In This poem Anne recognizes her problem of going deeper into the unknown psyche; she was trying to grasp her illness and wring it out, dry it out, relieve the sprinkle of oddity; of running to close the door; and never reaching it; the door to order was open; she could not reach it. Anna’s death caused her never to reach the open door to overcome the dreadful knowlege of insanity; complete sanity was inside the door… She became this Aunt in her mind ,and that was to be her early fate. Fabulous Mind, Her sight of the earthy things, and write about, it is so unique; things we only talk about in secret… Her reveling ability to do this was absolute courage without being afraid to expose what really happens to people. Now peace enters in; she reached the open door in death.
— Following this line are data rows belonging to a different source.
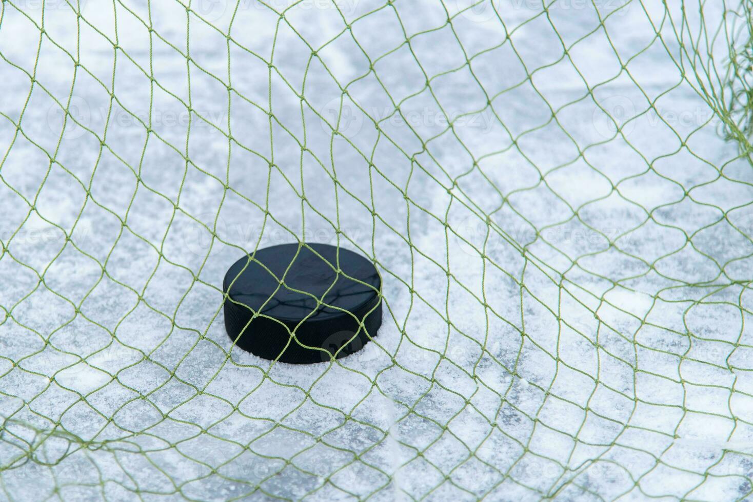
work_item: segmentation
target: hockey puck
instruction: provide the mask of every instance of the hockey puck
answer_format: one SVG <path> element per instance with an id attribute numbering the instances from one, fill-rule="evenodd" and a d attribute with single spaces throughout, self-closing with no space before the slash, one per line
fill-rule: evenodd
<path id="1" fill-rule="evenodd" d="M 376 335 L 381 288 L 371 262 L 342 247 L 258 249 L 225 274 L 225 329 L 236 345 L 265 359 L 331 361 L 358 352 Z"/>

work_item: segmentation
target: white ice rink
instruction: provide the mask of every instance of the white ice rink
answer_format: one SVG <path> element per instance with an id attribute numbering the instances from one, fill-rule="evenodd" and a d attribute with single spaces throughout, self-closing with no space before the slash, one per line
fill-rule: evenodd
<path id="1" fill-rule="evenodd" d="M 0 4 L 0 499 L 753 491 L 736 3 L 70 2 Z M 233 348 L 304 237 L 378 334 Z"/>

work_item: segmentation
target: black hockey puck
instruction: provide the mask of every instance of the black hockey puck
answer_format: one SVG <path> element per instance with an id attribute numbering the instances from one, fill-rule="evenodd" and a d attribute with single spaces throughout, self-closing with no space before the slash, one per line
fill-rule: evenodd
<path id="1" fill-rule="evenodd" d="M 265 359 L 331 361 L 358 352 L 376 335 L 381 288 L 371 262 L 342 247 L 258 249 L 225 274 L 225 329 L 238 346 Z"/>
she’s not schizophrenic… she’s talking to her maiden aunt, Anna Dingley, whom she was close with during her adolescence years (until she was 13,when Anna, or “Nana”, went mad), and whose death caused Anne Sexton to face a major breakdown. i’m doing a research on her, anyone who want to share infos do e-mail me~
she freaks me out
I don’t really understand how anyone can hate this poem, but even if you hate it you should appreciate it. This poem screams schizophrenia. When she says “Speak Mary-words into our pillow,” it’s obvious. She is alone physically, crying out for God into her pillow. “I” and “you” are both her. “I” is confused, wondering how and why she went insane. She is a silent observer, she doesn’t know what is going on. She is trapped in herself. “You” is the source of her madness, the one being blamed, the other side of herself, suicidal, knowingly insane, the antagonist. One cannot “Whisper like a buttercup.” She is screaming out her confusion and frustration in her own head, because no one else can hear her.
There.
I am so confused when it comes to this poem, I want to scream for her, but i am unsure if that is what she really wants. I have a different perspective on this work, for some reason i feel as if she is speaking to her mother, and in n out, her mother is asking her about her suicide. “am i some sort of infection?” what is this telling us? Depression is a powerful daze.
I feel like she is crying out for herself. the woman she once was. She knows she is cought up in illness and shed eosn’t like it.
Oh My Goodness! I believe I have just found my new favirote poem (written by someone else other than me) I swear me and Anne’s style are nearly alike and this is the first time I have discovered her. Her Poetry so beautifully orchestrated. My style is like her but there is no way I can reach her level of expertise on such deep and sentimental piece of writting.
wonderful and disturbing. i like this the most of all her poems. reminds me of alice and wonderland in a strange way.